Robin Barry: Je studeerde Fine Art aan ArtEZ en studeerde af in 2014. Kan je me iets vertellen over je tijd daar?
Bram Kuypers: ‘Ik begreep kunst als expressievorm nooit zo goed. Ik tekende gewoon, en visualiseerde daar eigenlijk een soort verlangens mee. Dat is natuurlijk een vorm van expressie, maar het was nooit echt een doel om daarmee te communiceren. Dus toen ik op de academie kwam had ik al snel de vraag; waarom is kunst belangrijk? Wat is daar nou de noodzaak van?’
RB: Het visualiseren van verlangens, dat klinkt opzichzelfstaand niet eens als zo’n slecht uitgangspunt voor kunst.
BK: ’Maar wat moet een ander er dan mee? En wat zou de functie van een academie moeten zijn? Ik zat met dit soort vragen, en nadat ik daar lang over na had gedacht kwam ik uit bij Beuys en het concept van de sociale sculptuur, en dat vond ik interessant.’
RB: Wat betekent dat concept voor jou?
‘Ik had destijds nogal moeite met mijn persoonlijke verhouding tegenover zaken zoals de consumptiemaatschappij en klimaatverandering, en ik begreep absoluut de noodzaak van kunst niet behalve als vorm van decoratie. Door Beuys begrijp ik dat kunst een proces van zelfverwezenlijking is dat bestaat uit continue uitwisseling tussen een omgeving, maker, beschouwer, kunstwerk, et cetera. Zo’n conclusie had ik toentertijd nodig als bestaansrecht voor mijn eigen artistieke ontwikkeling.’
RB: Dat gaat al een andere richting op dan puur het visualiseren van verlangens, meer onderzoekend en meer naar buiten gericht.

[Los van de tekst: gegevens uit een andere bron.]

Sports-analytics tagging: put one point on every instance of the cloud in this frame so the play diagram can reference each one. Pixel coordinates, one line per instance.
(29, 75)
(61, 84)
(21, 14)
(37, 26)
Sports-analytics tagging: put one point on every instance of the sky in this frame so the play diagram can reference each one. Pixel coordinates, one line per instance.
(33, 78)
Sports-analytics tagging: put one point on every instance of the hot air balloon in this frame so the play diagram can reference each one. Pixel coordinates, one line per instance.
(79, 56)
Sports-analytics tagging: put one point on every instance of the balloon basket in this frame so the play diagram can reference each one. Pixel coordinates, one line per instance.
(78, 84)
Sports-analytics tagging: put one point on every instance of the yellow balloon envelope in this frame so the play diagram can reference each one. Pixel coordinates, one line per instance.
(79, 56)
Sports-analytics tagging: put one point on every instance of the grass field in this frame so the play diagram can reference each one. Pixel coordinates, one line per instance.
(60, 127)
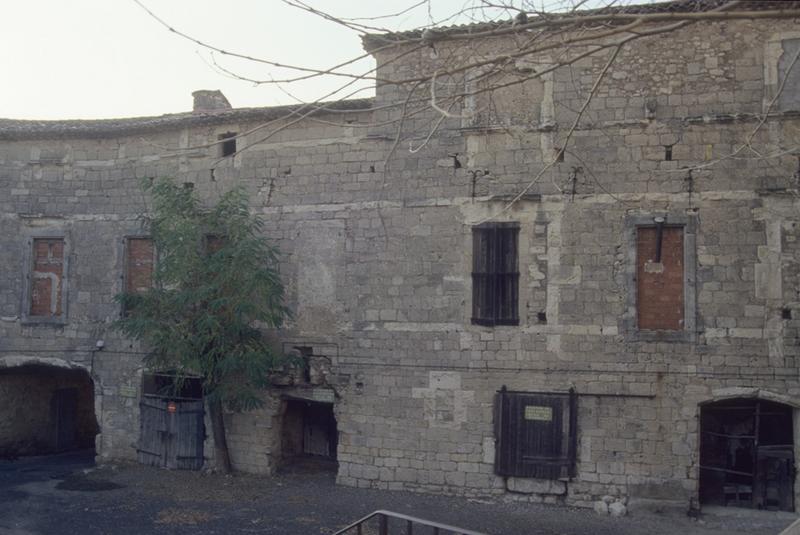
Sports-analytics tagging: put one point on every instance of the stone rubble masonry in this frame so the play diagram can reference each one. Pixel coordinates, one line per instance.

‘Ja, klopt. Ik kwam op een punt van, aha, je maakt iets, en op het moment dat dat in de wereld staat, en door anderen wordt gezien en wordt meegemaakt, dan heeft dat invloed op hoe mensen zich gedragen en misschien zelfs op hoe de wereld in elkaar steekt.’
RB: In 2013 maakte je It took me 23 years to draw an apple, wat op het eerste gezicht ‘gewoon’ een waarheidsgetrouwe afbeelding is van een appel, getekend met potlood op papier. Zinspeel je hier op iets anders dan de handeling van het tekenen van een appel?
‘Op de academie had ik de neiging om heel veel na te denken, en ik besloot: misschien moet ik gewoon bij de basis beginnen en een leuke tekening maken. Uiteindelijk dacht ik, fuck it, ik teken de appel na die op mijn bureau ligt. Achteraf besefte ik me nooit eerder bewust te hebben gekozen om een appel te tekenen. Ik was 23, dus ik noemde het It took me 23 years to draw an apple.’
RB: Ging het om iets anders dan het zichtbare resultaat van de tekening?
‘Klopt, inderdaad. Ik zat met allerlei klotevragen, vragen met veel inhoud, en door precies het tegenovergestelde te doen, kon mijn problematiek zich kanaliseren naar een titel. Ik maakte gewoon een tekening van een appel, en dat vatte al het grote waar ik mee zat samen. Het is het voor mij makkelijker om dingen niet zozeer onzichtbaar te maken, maar onzichtbaar te laten terwijl ik wel kennis geef van dat het heeft plaatsgevonden.’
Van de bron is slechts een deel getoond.